Why Lucille Ball Hated Running Desilu Productions

Comedic actress Lucille Ball charmed audiences with "I Love Lucy," a show that featured the antics of Lucy and Ricky Ricardo (played by Ball and her actual husband, Cuban band leader Desi Arnaz), and their close friends Ethel and Fred Mertz (Vivian Vance and William Frawley), said Showbiz CheatSheet. The sitcom premiered on Oct. 15, 1951, running for 180 episodes. It became a hit in America, earning the top spot for four of its six seasons, and winning five Emmy Awards — twice as best situation comedy, reported Britannica

Ball started her career as a model before moving to Hollywood in the early 1930s. She appeared in 72 movies throughout her life, meeting her husband in a B-movie, "Dance, Girl, Dance." The two formed a company, Desilu Productions, in 1950, and created "I Love Lucy" under it. Ball and Arnaz negotiated with CBS for certain creative preferences, including shooting the show in California, and to retain the program's rights, said Biography. Both of these decisions proved pivotal for the couple and for the future of television. Most production at that point occurred in New York. Shooting elsewhere necessitated costly technological changes because of the time difference, explained Entrepreneur. Ball and Arnaz cut their compensation from $5,000 to $4,000 to obtain all of their terms. In the process, they opened the opportunity for reruns and syndication, making themselves wealthy. Despite the power, stature, and money, however, Ball never enjoyed being a studio head.

A divorce leads to the first female studio head

Desilu Studios fostered more than Ball's own show. It also produced "Mission: Impossible" and the original "Star Trek," and helped produce other iconic TV hits, such as "The Andy Griffith Show" and "The Dick Van Dyke Show," according to the Lucy Desi Museum. Desilu became the top TV operation in the world during its peak.

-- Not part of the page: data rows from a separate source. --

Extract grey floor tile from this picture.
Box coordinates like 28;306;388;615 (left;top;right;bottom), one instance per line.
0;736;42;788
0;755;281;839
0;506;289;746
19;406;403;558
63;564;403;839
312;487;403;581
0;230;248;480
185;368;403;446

After Arnaz and Ball divorced in 1960, Ball purchased Arnaz's company interest two years later, making her the first female Hollywood studio head, according to History. Her daughter, Lucie Arnaz, asserted that her mother enjoyed performing more than spreadsheets, and that her father had made most of the business decisions while they were married. "She hated the business side," Lucie said to the Television Academy Foundation, quoted by Showbiz CheatSheet. "She gets a lot of credit for [being the] first woman to run a studio. Hated that whole thing. Hated it. Just wanted to be Lucy. Just wanted to do her show and not be worried about any of that business stuff. That was my father's domain."

Ball did make some good calls during her tenure, her daughter pointed out to WTOP. When her management team consulted her about budgets, and asked which shows on the studio's docket should get cut — two on the chopping block were "Star Trek" and "Mission: Impossible" — Ball replied, "'I like those ... do we have to cut those two?' They said, 'OK we'll try,' and the rest is history." Fans are still grateful.